Register Cache: Caching for Warp-Centric CUDA Programs

Originally published at:

Figure 1: Execution and Memory hierarchy in CUDA GPUs. In this post we introduce the “register cache”, an optimization technique that develops a virtual caching layer for threads in a single warp. It is a software abstraction implemented on top of the NVIDIA GPU shuffle primitive. This abstraction helps optimize kernels that use shared memory…

thanks, this was fun!

I've been avoiding shared memory likes its the plague since 2009, was really stoked when warp shuffling came along :-)

There are a surprising amount of kernels where people use shared memory when they actually don't need it nor warp-shuffles, they can just do more elements per thread instead.


The use of __activemask() here is wrong and highly unsafe. especially mentions not to "just use __activemask() as the mask" for the *_sync operations.
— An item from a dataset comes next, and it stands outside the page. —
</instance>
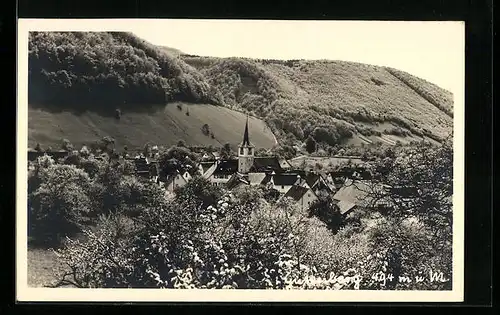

Reasoning would be: You want to shuffle/publish the value of thread 0 of the warp. For whatever reason this thread is blocked (e.g. cache miss while the others had a cache hit) so it doesn't get included into __activemask() and doesn't participate in the __shfl_sync. So the result is undefined!

On Pascal this does not matter as we have lock-step execution, but on Volta you might run into this. Please update your examples to use e.g. FULL_MASK and mention this problem so others won't fall in the same trap.